Have people become kinder in the post-pandemic world, after seeing the fragility of life? “I am not sure. I am still one of the most trolled people online. But in the eye of the storm, I saw kindness. I had friends rally behind me, help me and my family emotionally and monetarily. That gave me strength. Our society is patriarchal. But from my story, I have realised that the women-pull-each-other-down narrative might exist, but there is a strong wave of women standing together and flourishing.”
Activist Sudha Bhardwaj, who was in Byculla jail at the same time as Chakraborty, had revealed how the latter had danced for all the inmates the day her bail came through. Recently, at the conclave, the actor recollected how she and the other inmates—all surviving on their resilience—would find happiness in simple, small things. “If there are tough times in life, you somehow get the strength to fight back.
In prison, I met people who have been through so much and remained strong. Truth is powerful and reiterating that to yourself, gives you courage. I deeply cherish my parents and my brother. We made it out alive and smiling because of each other. If their emotional support didn’t exist, I wouldn’t have made it.” Earlier this year, there was judicial relief for her as the CBI (Central Bureau of Investigation) decided not to challenge her bail in the Supreme Court.
Work-wise, Chakraborty is back on the map after Roadies 19. Considering the actor started her career with MTV, it was a homecoming of sorts. “The person who was on my first show, Teen Diva, was on this show too. Debbie [Deborah Polycarp, MTV Content head] had made me a VJ, she came to me with Roadies this time. I enjoyed Roadies because it’s a lot like real life—contestants go through a lot physically, emotionally, and they have to rise above it. I got to experience human resilience on set. But the first day was very emotional for me. It was the same studio and same vanity van where I shot Chehre (2021). That was the last time I ever shot anything. I was anxious. I felt I didn’t know how to be in front of a camera anymore. But the what-ifs vanished once the camera rolled.”
It might be a studied conclusion that one has drawn, but it seems the actor is not getting much work in Bollywood. Are people scared of hiring her? “I feel there is still a sense of fear on that front, but I’m hoping it normalises soon. A lot of it has calmed down, and honestly, the power of trolls is gone.”

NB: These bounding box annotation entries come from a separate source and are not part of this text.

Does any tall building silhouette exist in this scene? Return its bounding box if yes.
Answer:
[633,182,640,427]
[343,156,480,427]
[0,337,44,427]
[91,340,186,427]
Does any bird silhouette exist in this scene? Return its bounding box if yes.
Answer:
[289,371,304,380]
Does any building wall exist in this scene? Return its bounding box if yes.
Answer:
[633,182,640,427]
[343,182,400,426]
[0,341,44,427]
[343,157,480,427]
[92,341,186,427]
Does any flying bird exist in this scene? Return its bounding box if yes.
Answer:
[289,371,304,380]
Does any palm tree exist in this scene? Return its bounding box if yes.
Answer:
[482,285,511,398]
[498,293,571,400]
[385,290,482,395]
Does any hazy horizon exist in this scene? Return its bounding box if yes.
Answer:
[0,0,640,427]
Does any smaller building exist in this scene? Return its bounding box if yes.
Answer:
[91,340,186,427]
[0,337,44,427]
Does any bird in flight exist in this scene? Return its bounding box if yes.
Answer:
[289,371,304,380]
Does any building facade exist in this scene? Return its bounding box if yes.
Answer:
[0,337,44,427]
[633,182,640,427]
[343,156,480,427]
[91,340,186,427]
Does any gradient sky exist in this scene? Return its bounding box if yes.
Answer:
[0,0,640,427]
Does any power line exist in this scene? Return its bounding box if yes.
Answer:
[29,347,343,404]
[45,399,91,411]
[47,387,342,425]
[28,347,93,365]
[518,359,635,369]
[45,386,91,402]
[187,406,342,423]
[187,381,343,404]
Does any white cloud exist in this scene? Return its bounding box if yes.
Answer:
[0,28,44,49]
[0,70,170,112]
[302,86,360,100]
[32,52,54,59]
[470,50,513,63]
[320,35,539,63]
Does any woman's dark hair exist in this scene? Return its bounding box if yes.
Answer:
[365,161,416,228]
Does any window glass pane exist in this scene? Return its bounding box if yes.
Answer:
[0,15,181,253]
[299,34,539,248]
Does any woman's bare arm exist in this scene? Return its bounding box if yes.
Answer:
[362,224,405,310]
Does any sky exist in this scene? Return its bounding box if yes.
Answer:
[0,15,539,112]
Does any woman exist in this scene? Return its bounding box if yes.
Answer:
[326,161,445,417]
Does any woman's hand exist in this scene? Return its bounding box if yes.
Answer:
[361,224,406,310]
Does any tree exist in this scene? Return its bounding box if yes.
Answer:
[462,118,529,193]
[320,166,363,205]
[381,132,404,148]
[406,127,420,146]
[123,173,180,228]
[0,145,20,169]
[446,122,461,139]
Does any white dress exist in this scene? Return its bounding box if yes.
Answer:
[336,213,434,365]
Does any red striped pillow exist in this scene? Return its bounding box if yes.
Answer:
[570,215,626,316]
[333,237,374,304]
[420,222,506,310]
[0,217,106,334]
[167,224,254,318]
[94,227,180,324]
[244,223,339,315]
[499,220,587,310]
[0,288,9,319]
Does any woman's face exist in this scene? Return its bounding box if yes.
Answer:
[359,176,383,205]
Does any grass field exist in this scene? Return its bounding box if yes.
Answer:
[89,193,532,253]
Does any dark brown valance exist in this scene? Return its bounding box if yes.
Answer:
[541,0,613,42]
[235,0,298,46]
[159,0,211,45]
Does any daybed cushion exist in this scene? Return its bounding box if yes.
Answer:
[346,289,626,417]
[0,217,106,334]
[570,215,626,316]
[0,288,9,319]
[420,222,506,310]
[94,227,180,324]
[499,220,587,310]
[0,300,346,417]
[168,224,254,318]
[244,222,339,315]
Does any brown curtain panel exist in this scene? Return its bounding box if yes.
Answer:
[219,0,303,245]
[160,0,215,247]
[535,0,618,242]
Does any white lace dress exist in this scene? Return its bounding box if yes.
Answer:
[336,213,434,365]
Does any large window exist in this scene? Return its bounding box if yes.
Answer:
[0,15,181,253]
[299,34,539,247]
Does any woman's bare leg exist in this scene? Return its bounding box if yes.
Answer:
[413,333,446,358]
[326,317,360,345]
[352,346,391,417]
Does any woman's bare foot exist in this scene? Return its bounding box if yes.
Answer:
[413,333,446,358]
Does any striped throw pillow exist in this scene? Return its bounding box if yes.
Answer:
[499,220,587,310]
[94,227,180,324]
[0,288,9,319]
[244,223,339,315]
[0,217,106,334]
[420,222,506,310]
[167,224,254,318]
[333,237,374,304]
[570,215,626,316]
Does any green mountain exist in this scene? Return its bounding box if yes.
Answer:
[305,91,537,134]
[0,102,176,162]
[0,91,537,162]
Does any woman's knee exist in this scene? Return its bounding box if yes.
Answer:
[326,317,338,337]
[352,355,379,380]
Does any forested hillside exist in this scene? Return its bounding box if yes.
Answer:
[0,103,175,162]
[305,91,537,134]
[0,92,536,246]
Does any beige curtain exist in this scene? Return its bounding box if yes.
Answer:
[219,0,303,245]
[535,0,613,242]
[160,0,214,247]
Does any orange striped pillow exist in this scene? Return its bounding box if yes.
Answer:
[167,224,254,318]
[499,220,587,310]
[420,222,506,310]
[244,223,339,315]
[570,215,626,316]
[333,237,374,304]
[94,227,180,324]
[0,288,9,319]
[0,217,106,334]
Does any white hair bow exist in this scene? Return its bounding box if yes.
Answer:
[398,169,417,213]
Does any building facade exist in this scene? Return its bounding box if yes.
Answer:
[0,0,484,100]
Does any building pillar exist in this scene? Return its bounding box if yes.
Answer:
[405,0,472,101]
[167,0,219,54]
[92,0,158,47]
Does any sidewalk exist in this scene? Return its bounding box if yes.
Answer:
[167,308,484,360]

We met her a few days before Diwali, and obviously one wonders what are her plans for the festival. It will be a family affair, she says. “I stand in the kitchen pretending to help my mother, but I am actually only trying to eat the treats fresh off the stove. We were posted in places across the country because of my father’s Army job, so my mother’s cooking has a wide range—from aate ke laddoo to shakkar pada to mixtures. I have been eating laddoos daily for a week. The tranquility of wearing a kurta and sprawling on the couch, knowing well that you are surrounded by love is the best,” she grins. She is right. The storm has passed and like Haruki Murakami said, “Once the storm is over, you won’t remember how you made it through, how you managed to survive. You won’t even be sure whether the storm is really over. But one thing is certain. When you come out of the storm, you won’t be the same person who walked in.”